Atração sexual, beleza física, empatia, identificação de gostos, e interesses e objetivos comuns, e assim, estaria pronta a receita de um amor eterno. Seria tão simples se os homens fossem simples! Mas, infelizmente, não é assim que acontece. Encontros que têm tudo para dar certo, logo se transformam em fracassadas relações, e pessoas sem nenhuma identificação aparente, podem levar a vida inteira, juntas e felizes. Aqui, quando falo em felicidade, leve-se em conta a relatividade dos conceitos individuais de bem-estar.

Nosso atávico mal estar existencial aliado à nossa eterna insatisfação, como seres “desejantes” que somos, torna-nos inquietos e fadados à incompletude. Tendemos a transferir para o parceiro a responsabilidade de preencher este vazio. Vamos continuar decepcionando-nos e frustrando-nos. Cada ser humano é único e inexato, modifica-se com o tempo, age e reage de forma diferenciada.

Estas constatações “quase” que inviabilizam o tão sonhado “e foram felizes para sempre”

A questão que a mensagem suscitou em mim, percebo-a como um enigma que jamais será decifrado. O homem deveria deixar de tentar buscar a tal “felicidade” no outro e para o outro antes de buscar ser, minimamente, satisfeito e resolvido consigo mesmo.
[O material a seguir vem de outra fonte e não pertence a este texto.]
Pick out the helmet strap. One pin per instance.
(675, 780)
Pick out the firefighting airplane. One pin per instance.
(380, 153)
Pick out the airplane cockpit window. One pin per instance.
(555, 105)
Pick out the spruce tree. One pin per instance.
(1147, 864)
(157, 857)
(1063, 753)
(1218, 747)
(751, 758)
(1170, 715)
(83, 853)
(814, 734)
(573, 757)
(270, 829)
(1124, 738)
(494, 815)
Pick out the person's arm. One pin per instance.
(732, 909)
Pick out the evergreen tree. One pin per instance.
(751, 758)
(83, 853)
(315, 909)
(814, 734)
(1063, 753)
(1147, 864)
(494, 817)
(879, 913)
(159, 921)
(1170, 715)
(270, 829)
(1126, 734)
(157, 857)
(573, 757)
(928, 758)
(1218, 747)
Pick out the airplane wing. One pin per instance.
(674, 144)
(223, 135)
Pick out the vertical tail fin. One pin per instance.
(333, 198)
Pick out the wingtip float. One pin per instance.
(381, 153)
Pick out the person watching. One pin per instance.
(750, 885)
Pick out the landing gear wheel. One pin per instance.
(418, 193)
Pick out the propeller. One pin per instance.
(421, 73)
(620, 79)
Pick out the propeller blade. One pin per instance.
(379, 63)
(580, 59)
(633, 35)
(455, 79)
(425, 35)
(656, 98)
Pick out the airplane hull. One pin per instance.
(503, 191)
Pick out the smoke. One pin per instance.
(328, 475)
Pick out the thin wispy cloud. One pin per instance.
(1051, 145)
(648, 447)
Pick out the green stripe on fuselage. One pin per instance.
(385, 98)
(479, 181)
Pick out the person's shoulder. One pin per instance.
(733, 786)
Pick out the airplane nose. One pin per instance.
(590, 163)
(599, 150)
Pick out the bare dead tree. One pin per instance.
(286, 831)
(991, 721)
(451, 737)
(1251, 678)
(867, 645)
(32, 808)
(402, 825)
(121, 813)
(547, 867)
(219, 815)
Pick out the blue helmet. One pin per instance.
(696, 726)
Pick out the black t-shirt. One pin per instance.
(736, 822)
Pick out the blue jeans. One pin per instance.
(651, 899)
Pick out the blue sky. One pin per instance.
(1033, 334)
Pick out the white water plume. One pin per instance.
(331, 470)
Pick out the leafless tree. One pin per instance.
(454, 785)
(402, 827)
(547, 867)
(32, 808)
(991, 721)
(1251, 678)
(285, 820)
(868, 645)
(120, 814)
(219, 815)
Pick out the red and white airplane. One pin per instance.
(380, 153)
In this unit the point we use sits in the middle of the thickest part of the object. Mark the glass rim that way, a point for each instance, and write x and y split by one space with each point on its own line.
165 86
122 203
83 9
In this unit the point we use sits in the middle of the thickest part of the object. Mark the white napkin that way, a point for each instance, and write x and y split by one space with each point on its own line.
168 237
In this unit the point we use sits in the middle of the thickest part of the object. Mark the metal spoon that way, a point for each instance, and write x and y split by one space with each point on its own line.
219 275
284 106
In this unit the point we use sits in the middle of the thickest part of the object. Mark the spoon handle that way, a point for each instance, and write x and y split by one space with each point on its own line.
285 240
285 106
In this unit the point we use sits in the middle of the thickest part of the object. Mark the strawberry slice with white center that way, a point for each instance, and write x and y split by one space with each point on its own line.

Assim como temos, muitas vezes, dificuldades em reconhecer e administrar a origem das nossas angústias, conviver com o outro com seus “mundos” a todos os momentos desvendados, é um desafio que poucos conseguem encarar com serenidade. Há que se possuir muita paciência e vontade política de “estar com” sem abdicar da possibilidade de “estar sem”.

Minha questão e minha opinião são tão individuais, quanto singulares são os modelos de cada relação. Portanto, cada qual que exerça a liberdade de escolher a vida que quer para si. Desde desistir e conviver com a solidão, a viver junto e infeliz até ser realista e tomar consciência que uma relação é um projeto sem cronograma fixo e cada etapa deve, cotidianamente, ser repactuada com o parceiro. Dá trabalho, mas, vale a pena quando o amor e a amizade justificam o empenho.

Há também, o que duvido um pouco, quem conviva com essas questões e consiga transpor suas dificuldades sem maiores traumas. Afinal, cada um tem o direito de viver no nível de profundidade que suportar.


ALICE ROSSINI

4 comentários:

Anônimo disse...

Coisa mais dificil é manter um amor,ne? Voce tem razão, é um enigma que ningueum vai,nem deve decifrar, senão fica sem graça...
Acho que a gente gosta mesmo é de sofrer...rsrs

Anônimo disse...

NOSSA! QUE TEXTO! SABIA QUE VOCE, ALÉM DE BONITA E SIMPATICA É INTELIGENTE!

Unknown disse...

Voce foi profunda, Alice! Muito razoavel essa analise. Alias, quero aproveitar para lhe parabenizar pela maravilhosa forma de escrever - vc brinca com as palavras. Obrigada por dividir conosco suas ideias. bjs

Anônimo disse...

Ninguem mais colocaria o enigma de amar e ser amado com essa "simplicidade complicada", dicotomia típica do universo feminino. Quando utiliza nossa carga cultural como âncora para um padrão de amor pautado no sofrimento, quando enfatiza nosso eterno desejar - como seres insatisfeitos que somos - e seu reflexo em nossas vidas, você lança um desafio sobre os padrões que estabelecemos para nossos relacionamentos e nos instiga a questionar aquilo que vivemos. Não é à toa que nós, mulheres, nos identificamos tanto com a sua fala! Parabens pelo delicioso texto, pelo ponto de vista racional - sem deixar de ser feminino, quando a maioria estaria "jogando pedras" no príncipe que preferiu "a sapa" à belíssima princesa, contrariando todos os contos de fadas.